Pakistan, on the contrary, has been the initiator, taking the first step in all the wars on the sub-continent. The Indo-Pak war of 1947 commenced as an Indian reaction to Pak Tribal raiders supported by elements of regular army in Kashmir. The 1965 war was started by the launch of Pak infiltrators into Kashmir (operation Gibraltar). 1971 war was started by Pak preemptive air strikes in Punjab as well as its crack-down on civil population in East Bengal which resulted in mass exodus of Hindus into India. The Kargil operations were triggered by Pak aggression in Kashmir across the “Line of Actual Control” in violation of the Simla Agreement of 1972.
Pakistan will undoubtedly intensify efforts to subvert the Indian Muslim community and foment religious unrest in India. By all accounts, this is the crucial frontier, indeed the soft “under-belly “of the Indian security system.
In practical terms, national security means territorial integrity, freedom for economic development, protection against demographic aggression and freedom to pursue its chosen social and political philosophy. These goals have to be adjudged in the context of likely threats. Territorial integrity or defense of the borders is the ‘sine qua non’ of national security. India has not fared badly in this respect barring loss of parts of Kashmir to Pakistan and areas in North and North East to China.
However, future portents are worrisome since along all its land borders, India is surrounded by countries inimical or unfriendly. There is 3310 km of ‘live’ border with Pakistan extending from Rann of Kachh to Rajasthan to West Punjab and then along the entire LoC in Kashmir. The hostility and capacity of Pakistan has vastly enhanced. India’s common border with China runs to 3440 Km from Ladakh to Arunachal is fully aligned with Pakistan and has never disguised its unfriendliness to India.
True, it has not actively intervened in any Indo-Pak conflict so far, but its menacing military power has to be taken into account.

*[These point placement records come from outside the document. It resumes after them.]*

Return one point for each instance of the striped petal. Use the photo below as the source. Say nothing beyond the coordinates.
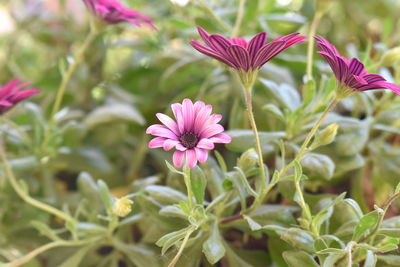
(191, 158)
(177, 158)
(240, 56)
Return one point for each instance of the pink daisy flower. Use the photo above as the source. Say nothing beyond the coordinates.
(11, 94)
(192, 134)
(352, 73)
(240, 54)
(112, 12)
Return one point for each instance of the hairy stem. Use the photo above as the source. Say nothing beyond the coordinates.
(24, 195)
(188, 183)
(211, 12)
(39, 250)
(182, 247)
(310, 47)
(239, 18)
(78, 57)
(250, 114)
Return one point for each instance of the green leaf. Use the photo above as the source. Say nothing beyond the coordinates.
(299, 238)
(165, 195)
(105, 195)
(366, 223)
(318, 165)
(173, 238)
(370, 259)
(45, 230)
(299, 259)
(298, 171)
(254, 226)
(214, 248)
(111, 113)
(199, 183)
(76, 258)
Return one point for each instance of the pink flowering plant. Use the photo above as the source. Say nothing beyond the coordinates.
(199, 133)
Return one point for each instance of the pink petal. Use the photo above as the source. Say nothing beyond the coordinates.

In between, there is a stretch of 1751 km of border with Nepal which has assumed critical proportions after the Maoist victory and burgeoning influence of China. There is Bangladesh to the east with which India shares 4096 km of an uneasy border. Recent electoral success of Sheikh Hasina notwithstanding, Pak influence and its export of Jihadist Islam to Bangladesh have taken firm root. In sum, the perils of a multi-front war combined with a festering Kashmir and an unstable Bangladesh, add up to a strategic nightmare.